NO.282 長崎・五島(8 )◆地域の文化遺産ー枯松神社の大祭

 あちこちで集めた盛りだくさんの資料を、帰ってきてから整理し始め、見つけた小さなプリント。興味深い内容でしたのでご紹介します。

 心のともしび ( 第551号、04年3月1日発行/B4版1枚です。)より
 第4回枯松神社祭 離れた兄弟たちの一致 という題で、水口登美子さんが書かれたもの。何ヶ所か借用させていただくことをお許し下さい。
 
 前回紹介した外海(そとめ)の地は、遠藤周作さんの書かれた小説「沈黙」の舞台になったところでもあり、キリシタン迫害の歴史でも有名なところです。
 パイプオルガンの演奏が素敵だった黒崎教会の近く、通称「枯れ松さん」と呼ばれる山の中にこの枯松神社があるのだそうです。

  水口さんの文章をお借りすると、
「そこに「サン・ジワンさま」が祀られていてキリシタン神社と呼ばれ、外海町の文化財に指定されています。(中略)
 明治維新でやっと信仰の自由が認められた時、この外海の町にも、教会の美しいアンジェラスの鐘が響き渡ったのでした。
 しかし、すべての人々がカトリック教会へ戻ったのではありませんでした。フランス人宣教師の指導のもとに、半分はカトリック教会へ、その半分の人々は、二派に別れ、教会にもお寺にも属さず、弾圧時代に先祖たちが残してくれた信仰を守り、自らを旧キリシタンと名乗るグループとそのまま仏教徒として檀家に残ったグループと、この三者の特殊なグループの形態で存続し、今日に至っているのです。」

(中略、黒崎教会に赴任し、枯松神社祭を始めた野下千年神父様のお話として続きます。)
 「キリストご生誕二千年にあたり、教皇様が救いの歴史の中で『同じキリスト教を信じながら、袂を分けた兄弟との一致』を呼びかけられたこともあって、離れた兄弟たちと一緒に先祖の供養をしようと思いついたんです。

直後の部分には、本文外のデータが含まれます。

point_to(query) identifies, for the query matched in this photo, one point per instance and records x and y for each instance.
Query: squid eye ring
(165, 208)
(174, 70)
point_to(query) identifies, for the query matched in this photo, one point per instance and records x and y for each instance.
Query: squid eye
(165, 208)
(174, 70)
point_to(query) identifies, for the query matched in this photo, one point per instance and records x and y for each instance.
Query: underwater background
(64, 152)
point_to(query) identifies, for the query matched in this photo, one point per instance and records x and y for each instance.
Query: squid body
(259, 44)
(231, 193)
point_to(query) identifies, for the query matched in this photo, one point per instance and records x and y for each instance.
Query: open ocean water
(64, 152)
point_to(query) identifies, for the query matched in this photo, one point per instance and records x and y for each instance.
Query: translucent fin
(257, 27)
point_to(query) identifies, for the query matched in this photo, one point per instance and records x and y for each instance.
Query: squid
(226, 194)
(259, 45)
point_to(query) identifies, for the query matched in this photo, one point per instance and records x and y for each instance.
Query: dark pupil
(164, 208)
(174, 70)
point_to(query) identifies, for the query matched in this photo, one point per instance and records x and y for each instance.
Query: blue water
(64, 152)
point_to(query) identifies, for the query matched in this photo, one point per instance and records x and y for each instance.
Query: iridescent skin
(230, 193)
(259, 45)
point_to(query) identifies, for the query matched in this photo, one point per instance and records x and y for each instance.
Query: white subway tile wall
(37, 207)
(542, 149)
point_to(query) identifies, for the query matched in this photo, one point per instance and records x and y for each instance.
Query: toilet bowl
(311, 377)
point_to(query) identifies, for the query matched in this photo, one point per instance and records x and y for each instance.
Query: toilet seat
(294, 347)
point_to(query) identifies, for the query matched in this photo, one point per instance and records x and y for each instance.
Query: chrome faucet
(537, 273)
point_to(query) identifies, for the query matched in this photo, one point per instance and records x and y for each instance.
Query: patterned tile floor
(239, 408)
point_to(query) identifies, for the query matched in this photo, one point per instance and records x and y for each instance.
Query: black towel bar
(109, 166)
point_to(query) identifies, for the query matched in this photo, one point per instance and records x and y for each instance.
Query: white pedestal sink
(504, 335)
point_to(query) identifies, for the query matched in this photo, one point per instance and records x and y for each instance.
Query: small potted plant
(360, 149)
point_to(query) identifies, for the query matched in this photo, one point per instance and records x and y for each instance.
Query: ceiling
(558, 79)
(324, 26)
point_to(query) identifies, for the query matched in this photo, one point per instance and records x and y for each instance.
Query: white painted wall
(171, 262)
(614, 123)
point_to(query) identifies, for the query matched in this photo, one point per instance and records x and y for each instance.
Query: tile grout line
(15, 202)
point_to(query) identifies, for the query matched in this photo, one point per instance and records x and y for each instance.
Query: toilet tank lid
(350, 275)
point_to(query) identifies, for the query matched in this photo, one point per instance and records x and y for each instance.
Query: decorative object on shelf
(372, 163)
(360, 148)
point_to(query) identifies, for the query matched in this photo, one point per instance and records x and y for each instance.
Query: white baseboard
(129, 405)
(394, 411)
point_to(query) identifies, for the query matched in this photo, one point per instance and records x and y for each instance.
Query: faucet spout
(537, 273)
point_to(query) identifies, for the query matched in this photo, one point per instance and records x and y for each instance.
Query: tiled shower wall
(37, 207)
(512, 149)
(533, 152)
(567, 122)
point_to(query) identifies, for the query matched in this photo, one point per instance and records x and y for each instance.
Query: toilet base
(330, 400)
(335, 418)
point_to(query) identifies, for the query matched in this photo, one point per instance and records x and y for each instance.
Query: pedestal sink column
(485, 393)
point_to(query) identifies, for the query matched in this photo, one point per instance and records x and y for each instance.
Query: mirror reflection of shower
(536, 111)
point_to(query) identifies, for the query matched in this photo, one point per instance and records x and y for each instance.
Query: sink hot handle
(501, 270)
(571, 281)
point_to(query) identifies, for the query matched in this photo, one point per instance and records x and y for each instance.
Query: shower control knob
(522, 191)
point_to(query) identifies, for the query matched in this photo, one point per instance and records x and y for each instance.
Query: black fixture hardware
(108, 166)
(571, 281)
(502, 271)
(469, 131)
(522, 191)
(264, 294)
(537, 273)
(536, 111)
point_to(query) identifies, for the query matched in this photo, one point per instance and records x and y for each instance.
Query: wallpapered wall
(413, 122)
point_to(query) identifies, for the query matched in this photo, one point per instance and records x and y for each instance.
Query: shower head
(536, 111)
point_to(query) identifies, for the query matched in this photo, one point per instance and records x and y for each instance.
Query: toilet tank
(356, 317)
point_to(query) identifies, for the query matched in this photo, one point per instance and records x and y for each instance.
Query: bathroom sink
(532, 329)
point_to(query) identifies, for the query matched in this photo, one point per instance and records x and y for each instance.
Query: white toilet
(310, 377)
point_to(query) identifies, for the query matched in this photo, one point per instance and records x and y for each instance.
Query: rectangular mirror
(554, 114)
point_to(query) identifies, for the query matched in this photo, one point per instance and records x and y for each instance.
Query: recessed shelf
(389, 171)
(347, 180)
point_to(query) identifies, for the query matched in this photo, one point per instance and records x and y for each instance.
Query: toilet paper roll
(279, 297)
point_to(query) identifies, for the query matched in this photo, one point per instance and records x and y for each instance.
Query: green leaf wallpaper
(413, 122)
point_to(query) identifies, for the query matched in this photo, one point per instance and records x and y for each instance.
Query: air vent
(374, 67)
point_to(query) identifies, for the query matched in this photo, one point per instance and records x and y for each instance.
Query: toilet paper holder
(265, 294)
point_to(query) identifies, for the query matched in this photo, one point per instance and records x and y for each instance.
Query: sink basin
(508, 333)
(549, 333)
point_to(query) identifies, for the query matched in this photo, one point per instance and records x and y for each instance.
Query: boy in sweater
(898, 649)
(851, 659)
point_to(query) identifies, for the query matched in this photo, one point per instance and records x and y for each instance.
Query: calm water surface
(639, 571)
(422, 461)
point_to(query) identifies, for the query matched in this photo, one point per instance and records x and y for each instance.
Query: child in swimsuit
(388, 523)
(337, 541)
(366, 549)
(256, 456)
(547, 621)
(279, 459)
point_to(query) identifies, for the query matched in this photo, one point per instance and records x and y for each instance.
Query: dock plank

 ところが、離れた兄弟たちの融合は、そう簡単にはいかなかったようです。しかし、一昨年、第3回枯松神社祭が終った時、約70年前に建てられた枯松神社の老朽化が激しくなり、神社が姿を消すかもしれないと心配し、また、祖先たちの信仰の証を後世に伝えなければならないと思い、三者合同で全面改築に取り組むことを呼びかけたのでした。(中略)

 「皆の共通の恩師である『サン・ジワンさま』をお祀りし、また、わたしたち共通の先祖の信仰の証である枯松神社改築を一緒にやりましょう、とカトリック信者、旧キリシタンの人々、そして、枯松神社の世話をしていた檀家たちにも声をかけたんです。もっとも大変だと思っていた3グループの人々が抵抗なく賛成してくれました。そして3グループの方々や、枯松神社を文化財として指定する外海町からも助成金が公布され。それは3ヶ月のうちに予算額達成、全面改築が可能になりました。」(後略)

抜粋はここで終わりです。